The more I played, the more annoyed I got at having to drive to-and-fro every mission. At first, it was immersive and fun, then it just became a massive progress-slowing hindrance. The ridiculous amount of races (you'll most likely need to win over 150 races to beat the game) meant I was forced to play every race type I didn't like 25 - 30 times each, and this gets REALLY grating when it dawned on me that half the types of races were overly gimmicky and absolutely insufferable. I'm tuning my car to race it, not have it flop around like a dumbass scoring drift-points. Even when you tune your car completely and get max handling, max acceleration and max topspeed, drifting still feels like garbage, you can definitely tell that the game was not based around that, yet they had the mechanic in and it was part of the streetracing culture of the time so they shoehorned it in to the maximum amount.

Same for drag races, a type of race where you don't control your car aside from switching lanes (like Sonic the Hedgehog jumps from one rail to the other in 3D games), instead you focus on switching gears at the appropriate time and using nitro strategically. It feels like a puzzle game, you're aiming for the perfect sequence of button presses to pass these races. It's unfun. It feels like they added the gear-shifting mechanic in there but figured out everyone would play in automatic mode so they force you to deal with it through these kinds of races. Those extremely short and curvy races are ass too.

Also traffick is often very bullshit here. Sometimes a car will be sitting there right after a tight curve and you're gonna bang ultra hard, drop to last place, most likely have to restart the whole 5+ minutes long race if it's on the last lap and there's nothing you could've done about that, no way you could've seen it.

Like I had said before, doing any of these races a few times would be okay, but up to 30 times each is absolutely ball-bursting, specially when you factor in that you also have to manually drive to the races themselves. Catch-up mechanics are not that irritating in this game, at least.

Another thing that bugs me, one that is also certainly tied to how long the game is, is that you reach a point where your car is maxed out, fully tuned and pimped, and you still have dozens of races left to do.
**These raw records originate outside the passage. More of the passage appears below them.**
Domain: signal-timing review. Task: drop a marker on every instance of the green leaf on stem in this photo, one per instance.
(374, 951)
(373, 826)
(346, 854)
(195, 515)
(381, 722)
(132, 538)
There's no progression anymore, no extrinsic motivators, just a checklist of races you still have left to do in order to complete the game. This is, to me, the very definition of a chore.

The whole structure of having your progression being through fulfilling sponsor requeriments instead of a story is just plain boring overall, it's not engaging in the slightest.

Still, I can't stress enough how awesome it feels to see your car boosting through these streets with that amazing OST blasting in the background. When everything clicks, this game is like no other. As it stands, though, there is no amount of "SCA-VEN-GER!" and "WE GIVE IT AAAAALL!" that can carry me through tens of hours of changing gears while sliding my car to the sides like Pepsiman or drifting like a soap bar inside the world's biggest game of Operation.